ニューラルネットの学習は「損失を小さくする方向へパラメータを動かす」の繰り返しです。ところが、あるモジュールに対しては わざと損失を大きくする方向へ動かしたい ——そんな天邪鬼な要求が、敵対的学習では出てきます。たとえば「ソースとターゲットのデータを見分けられないような特徴を学びたい(ドメイン適応)」「性別や人種を予測できないような公平な表現を学びたい」といった場面です。判別器は一生懸命見分けようとする一方で、特徴抽出器はその判別器を騙す方向に動いてほしい。
この「一方は最小化、もう一方は最大化」という min-max(敵対的)最適化 を、GANのような込み入った交互学習なしに、たった1回の逆伝播で実現してしまう驚くほど簡単な仕掛けが 勾配反転層(Gradient Reversal Layer, GRL) です。
GRLの正体は拍子抜けするほどシンプルです。
順伝播では入力をそのまま通す(恒等写像)。逆伝播のときだけ、流れてくる勾配の符号を反転する。
たったこれだけ。この記事では、なぜこの単純な操作で敵対的なmin-maxが解けるのか、姉妹概念の stop-gradient とどう対をなすのか、そしてドメイン適応(DANN)以外にどこで使えるのかを、PyTorch実装と実測を交えて解き明かします。
本記事の内容
- GRLの定義(順伝播恒等・逆伝播反転)
- なぜ勾配の反転で敵対的min-maxが解けるのか
- 「疑似関数」としてのGRLとPyTorch実装
- 反転の強さ λ のスケジュール
- stop-gradientとの対比(勾配手術の一族)
- DANNでの実測と、GRLの一般的な応用
前提知識
この記事を読む前に、以下の記事を読んでおくと理解が深まります。
DANNはGRLを使う代表的な手法ですが、本記事はGRLという「層」そのものに焦点を当て、DANNはその一応用として扱います。
GRLとは — 順伝播恒等・逆伝播反転
GRLは、入力 $\bm{x}$ に対して順伝播では何もしません。

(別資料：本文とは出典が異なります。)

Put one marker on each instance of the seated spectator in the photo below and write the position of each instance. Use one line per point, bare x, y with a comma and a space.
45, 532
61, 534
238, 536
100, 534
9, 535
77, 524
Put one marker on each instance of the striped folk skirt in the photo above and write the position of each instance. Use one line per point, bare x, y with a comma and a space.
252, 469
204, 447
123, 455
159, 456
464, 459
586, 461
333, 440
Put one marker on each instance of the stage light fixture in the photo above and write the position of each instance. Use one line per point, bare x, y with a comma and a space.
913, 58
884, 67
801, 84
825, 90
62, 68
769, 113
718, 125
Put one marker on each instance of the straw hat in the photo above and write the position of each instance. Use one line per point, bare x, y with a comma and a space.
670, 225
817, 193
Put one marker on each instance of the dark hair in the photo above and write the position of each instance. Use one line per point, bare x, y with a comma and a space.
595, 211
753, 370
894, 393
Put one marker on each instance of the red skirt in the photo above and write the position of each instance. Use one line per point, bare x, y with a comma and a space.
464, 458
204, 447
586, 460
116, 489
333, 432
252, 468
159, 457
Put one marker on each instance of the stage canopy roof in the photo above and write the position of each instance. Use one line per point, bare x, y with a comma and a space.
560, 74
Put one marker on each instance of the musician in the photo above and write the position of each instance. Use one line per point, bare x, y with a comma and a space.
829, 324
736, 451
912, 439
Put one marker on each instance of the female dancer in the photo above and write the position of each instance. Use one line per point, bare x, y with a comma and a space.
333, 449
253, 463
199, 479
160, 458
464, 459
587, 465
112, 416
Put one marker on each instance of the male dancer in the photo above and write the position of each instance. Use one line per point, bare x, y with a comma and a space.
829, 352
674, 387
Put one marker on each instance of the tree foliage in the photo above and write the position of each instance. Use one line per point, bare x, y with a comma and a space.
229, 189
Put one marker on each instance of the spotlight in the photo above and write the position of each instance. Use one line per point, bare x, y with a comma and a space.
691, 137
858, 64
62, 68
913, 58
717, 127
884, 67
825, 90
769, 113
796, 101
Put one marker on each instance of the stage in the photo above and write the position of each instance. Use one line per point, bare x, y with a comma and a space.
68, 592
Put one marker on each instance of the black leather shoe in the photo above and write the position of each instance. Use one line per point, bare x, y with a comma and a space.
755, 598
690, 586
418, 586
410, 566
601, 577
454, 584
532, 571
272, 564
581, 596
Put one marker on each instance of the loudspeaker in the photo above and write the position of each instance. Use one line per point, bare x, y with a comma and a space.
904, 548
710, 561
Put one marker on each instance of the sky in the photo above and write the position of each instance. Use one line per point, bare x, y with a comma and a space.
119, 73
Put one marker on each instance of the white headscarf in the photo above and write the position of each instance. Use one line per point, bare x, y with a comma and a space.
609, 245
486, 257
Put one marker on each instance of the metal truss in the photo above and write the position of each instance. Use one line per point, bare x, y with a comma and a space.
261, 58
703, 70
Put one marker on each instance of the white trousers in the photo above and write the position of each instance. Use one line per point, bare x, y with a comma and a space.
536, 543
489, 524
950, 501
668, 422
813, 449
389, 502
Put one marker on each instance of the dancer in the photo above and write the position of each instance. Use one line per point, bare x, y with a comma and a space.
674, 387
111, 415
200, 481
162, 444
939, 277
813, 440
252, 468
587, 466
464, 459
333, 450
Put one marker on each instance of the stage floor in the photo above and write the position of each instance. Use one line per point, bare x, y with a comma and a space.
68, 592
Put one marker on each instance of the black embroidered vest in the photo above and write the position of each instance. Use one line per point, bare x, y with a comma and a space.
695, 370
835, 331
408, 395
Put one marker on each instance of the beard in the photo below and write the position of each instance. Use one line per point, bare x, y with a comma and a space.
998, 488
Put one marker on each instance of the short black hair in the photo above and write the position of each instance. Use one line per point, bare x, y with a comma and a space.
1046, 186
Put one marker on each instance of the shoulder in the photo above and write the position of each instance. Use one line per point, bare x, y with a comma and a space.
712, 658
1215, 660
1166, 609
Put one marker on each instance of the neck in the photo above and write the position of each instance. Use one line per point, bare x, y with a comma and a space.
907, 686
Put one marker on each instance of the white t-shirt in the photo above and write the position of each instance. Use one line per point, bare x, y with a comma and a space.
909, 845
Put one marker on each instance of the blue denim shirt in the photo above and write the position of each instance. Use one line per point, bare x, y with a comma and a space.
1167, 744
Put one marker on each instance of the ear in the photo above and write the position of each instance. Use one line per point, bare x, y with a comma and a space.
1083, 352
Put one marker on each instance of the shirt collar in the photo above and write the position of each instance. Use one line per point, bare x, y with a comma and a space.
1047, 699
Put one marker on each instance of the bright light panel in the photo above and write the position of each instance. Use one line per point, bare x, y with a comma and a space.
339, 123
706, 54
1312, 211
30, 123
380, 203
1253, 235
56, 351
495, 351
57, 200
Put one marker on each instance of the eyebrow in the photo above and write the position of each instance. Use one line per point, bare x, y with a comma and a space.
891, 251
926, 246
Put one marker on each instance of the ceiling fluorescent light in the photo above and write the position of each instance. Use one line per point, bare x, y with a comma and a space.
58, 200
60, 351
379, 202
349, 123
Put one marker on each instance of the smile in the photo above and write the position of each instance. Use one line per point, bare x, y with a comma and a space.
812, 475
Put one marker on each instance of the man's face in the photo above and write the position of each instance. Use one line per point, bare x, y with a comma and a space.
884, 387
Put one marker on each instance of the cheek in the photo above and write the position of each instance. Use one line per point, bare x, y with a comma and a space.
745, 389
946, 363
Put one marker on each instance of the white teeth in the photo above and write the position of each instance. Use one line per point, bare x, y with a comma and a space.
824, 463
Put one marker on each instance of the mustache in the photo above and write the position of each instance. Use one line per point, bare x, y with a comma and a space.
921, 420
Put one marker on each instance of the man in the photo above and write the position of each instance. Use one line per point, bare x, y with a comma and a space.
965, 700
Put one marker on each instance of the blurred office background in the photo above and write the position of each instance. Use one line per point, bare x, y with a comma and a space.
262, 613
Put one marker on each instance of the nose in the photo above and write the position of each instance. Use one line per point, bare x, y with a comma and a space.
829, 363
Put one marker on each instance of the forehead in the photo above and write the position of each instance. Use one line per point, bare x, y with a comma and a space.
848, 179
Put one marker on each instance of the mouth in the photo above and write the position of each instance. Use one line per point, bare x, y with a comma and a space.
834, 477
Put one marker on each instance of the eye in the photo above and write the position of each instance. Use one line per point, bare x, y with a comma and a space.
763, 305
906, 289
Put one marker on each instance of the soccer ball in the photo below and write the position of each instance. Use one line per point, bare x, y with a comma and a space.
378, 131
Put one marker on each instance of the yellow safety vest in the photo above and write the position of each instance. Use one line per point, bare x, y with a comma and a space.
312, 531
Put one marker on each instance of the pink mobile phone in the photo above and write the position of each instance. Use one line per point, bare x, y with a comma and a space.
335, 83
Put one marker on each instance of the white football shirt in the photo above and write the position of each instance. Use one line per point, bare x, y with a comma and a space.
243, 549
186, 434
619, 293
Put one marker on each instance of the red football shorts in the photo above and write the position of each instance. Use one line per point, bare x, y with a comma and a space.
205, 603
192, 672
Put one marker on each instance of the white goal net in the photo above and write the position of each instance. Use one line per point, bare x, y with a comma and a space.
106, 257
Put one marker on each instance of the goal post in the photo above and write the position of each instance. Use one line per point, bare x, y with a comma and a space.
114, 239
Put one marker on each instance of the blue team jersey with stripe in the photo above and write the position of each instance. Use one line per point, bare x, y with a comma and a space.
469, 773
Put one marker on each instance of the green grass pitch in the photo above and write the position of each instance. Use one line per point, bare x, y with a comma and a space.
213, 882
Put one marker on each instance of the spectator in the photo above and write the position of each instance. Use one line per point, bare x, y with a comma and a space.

数式で書くと恒等写像です。
$$ R_\lambda(\bm{x}) = \bm{x} $$
ところが逆伝播のときだけ、後ろから流れてくる勾配に $-\lambda$ を掛けて前へ渡します。つまり「見かけ上の微分」を次のようにわざと定義します。
$$ \frac{dR_\lambda}{d\bm{x}} = -\lambda \bm{I} $$
$\lambda>0$ は反転の強さを決める係数(ハイパーパラメータ)です。

図のとおり、順伝播(上向きの流れ)ではGRLは透明な窓のように振る舞い、入力をそのまま出力に通します。逆伝播(下向きの流れ)では、通過する勾配の向きをくるりと反転させます。順伝播と逆伝播で振る舞いが「食い違っている」——ここが普通の層と決定的に違う点です。数学的に厳密な関数なら、順伝播が恒等 $R(\bm{x})=\bm{x}$ なら微分は $+\bm{I}$ のはずです。GRLはそれを嘘の微分 $-\lambda\bm{I}$ に置き換えています。だからGRLは正確には関数ではなく「疑似関数(pseudo-function)」と呼ばれます。
「嘘の微分」と聞くと不安になるかもしれませんが、最適化としてはきちんと正当化できます。後で見るように、GRLを挟んだネットワークを普通に勾配降下することは、目的関数 $L_y – \lambda L_d$ に対する鞍点(サドルポイント)を探すことと等価になります。GRLは「この鞍点最適化の勾配を、自動微分の枠組みの中で正しく生成するための実装トリック」なのです。つまり、層としては疑似関数でも、それが実現する最適化は明確に定義された敵対的目的関数の最適化であり、数学的な根拠はきちんとあります。順伝播の値(=損失の計算に使う特徴)は恒等のまま正しく、逆伝播の向きだけを目的に合わせて設計している、と理解すると腑に落ちます。
では、この「嘘の微分」がなぜ役に立つのでしょうか。それを理解するには、敵対的な目的関数の構造を見る必要があります。
なぜ勾配の反転で min-max が解けるのか
ドメイン適応を例にします。登場人物は3つです。
- 特徴抽出器 $G_f$:入力から特徴を取り出す
- ラベル分類器 $G_y$:特徴からクラスラベルを当てる(ラベル損失 $L_y$ を最小化したい)
- ドメイン判別器 $G_d$:特徴が「ソース」か「ターゲット」かを当てる(ドメイン損失 $L_d$ を最小化したい)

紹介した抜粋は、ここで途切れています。